Question

In the figure, if $ PQ\parallel ST,\angle PQR = {110^0} $ and $ \angle RST = {130^0}, $ find $ \angle QRS. $

Answer 1

Hint: Draw a flat parallel line passing through point $ R. $ Other construction can also be done to obtain the answers as per the requirements of the solution, and then use the properties of lines and angles.

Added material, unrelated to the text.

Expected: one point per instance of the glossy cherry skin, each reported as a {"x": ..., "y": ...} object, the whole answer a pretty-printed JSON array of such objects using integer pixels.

Complete step-by-step answer:

Observe the diagram
We have done a construction for the simplicity of the question.
Let us assume, XY is a line, passing through R in such a way that it is parallel to PQ and ST. i.e.
 $ PQ\parallel ST\parallel XY $
Now, since, parts of parallel lines are parallel, we can say that,
 $ PQ\parallel XR $
And, using the transverse line rule for the transverse QR, we can say that
$\Rightarrow \angle PQR + \angle QRX = {180^0} $ (since, the sum of the transverse angles between two parallel lines is equal to $ {180^0} $ )
It is given to us that,
 $ \angle PQR = {110^0} $
By substituting this value in the above equation, we get
$\Rightarrow {110^0} + \angle QRX = {180^0} $
By rearranging it, we get
$\Rightarrow \angle QRX = {180^0} - {110^0} $
 $ \therefore \angle QRX = 70^\circ $
Again, by using the property that, the parts of parallel lines are parallel, we can say that,
$ ST\parallel RY $
And, using the transverse line rule for the transverse RS, we can say that
$\Rightarrow \angle RST + \angle SRY = {180^0} $ (since, the sum of the transverse angles between two parallel lines is equal to $ {180^0} $)
It is given to us that,
$ \angle RST = {130^0} $
By substituting this value in the above equation, we get
$\Rightarrow {130^0} + \angle SRY = {180^0} $
By rearranging it, we get
$ \angle SRY = {180^0} - {130^0} $
$ \therefore \angle SRY = 50 $
Now, we know that, a straight line always makes and angle of $ {180^0} $
$ \therefore \angle XRY = {180^0} $
But, $ \angle XRY = \angle QRS + \angle QRX + \angle SRY $
Therefore, we can write
$ \angle QRS + \angle QRX + \angle SRY = {180^0} $
By substituting the values of $ \angle QRX $ and $ \angle SRY $ , we get
$ \angle QRS + {70^0} + {50^0} = {180^0} $
By re-arranging it, we get
$ \angle QRS = {180^0} - {70^0} - {50^0} $
$ \therefore \angle QRS = 60^\circ $

Note: Sometimes, you need to understand that a construction is necessary to simplify the question. Like in this question, without the construction that we did, there would have been to ground to find a relationship between the given information and $ \angle QRS $ . Drawing one line parallel to the given lines made the question very easy for us.